The Supreme Court on Friday sought the response of the Union government on a plea seeking barring convicted persons from contesting polls for life and preventing their entry into judiciary and the executive.
A bench comprising Justices Ranjan Gogoi and Navin Sinha asked the government to file its reply in two weeks and posted the matter for further hearing on April 18.
The counsel appearing for the government said the reply was ready and will be filed in a couple of days.
The government said similar issues had already been dealt with by the apex court referred to the Constitution bench.
The bench, however, asked the government to file the reply to the plea.
Senior advocate Vikas Singh, appearing for Delhi BJP Spokesperson and advocate Ashwini Upadhaya, who has filed the petition also seeking setting up special courts for trial of criminal cases against lawmakers, said Election Commission of India (ECI) has filed its reply in which it supported some of prayers in the plea.
The bench said if the petitioner wished to file a rejoinder, he could do so.
Earlier this week the EC had told the apex court that it was in favour of barring convicted persons from contesting polls for life and stopping their entry into judiciary and the executive.
The EC had also said it was in favour of setting up special courts to decide criminal cases related to people’s representatives, public servants and members of the judiciary in accordance with the spirit of the Constitution.
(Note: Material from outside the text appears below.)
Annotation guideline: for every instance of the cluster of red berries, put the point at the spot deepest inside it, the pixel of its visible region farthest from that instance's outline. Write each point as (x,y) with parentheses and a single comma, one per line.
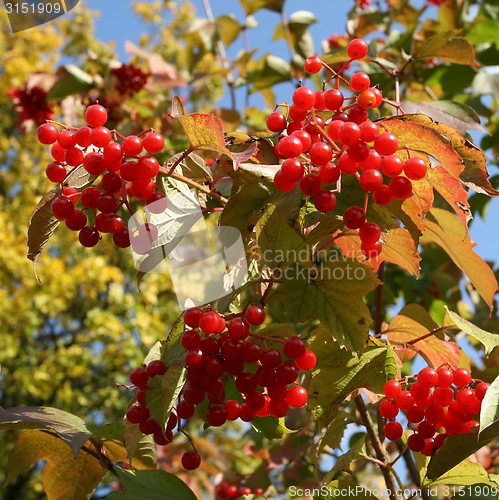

Terming the prayers as not adversarial, the poll panel said it supported the cause espoused by the petitioner.
With regard to direction for setting a minimum qualification and maximum age limit for legislators, the commission said the issue is in the legislative domain and will require amendment to the Constitution.
It also said it has been championing the cause of decriminalisation of politics within the constitutional and statutory framework, wherever possible with the aid of article 324, relating to the functions and powers of the poll body.
The EC has also issued necessary instructions in furtherance of the mandate to conduct free and fair elections and to “decriminalize democracy”, it had said.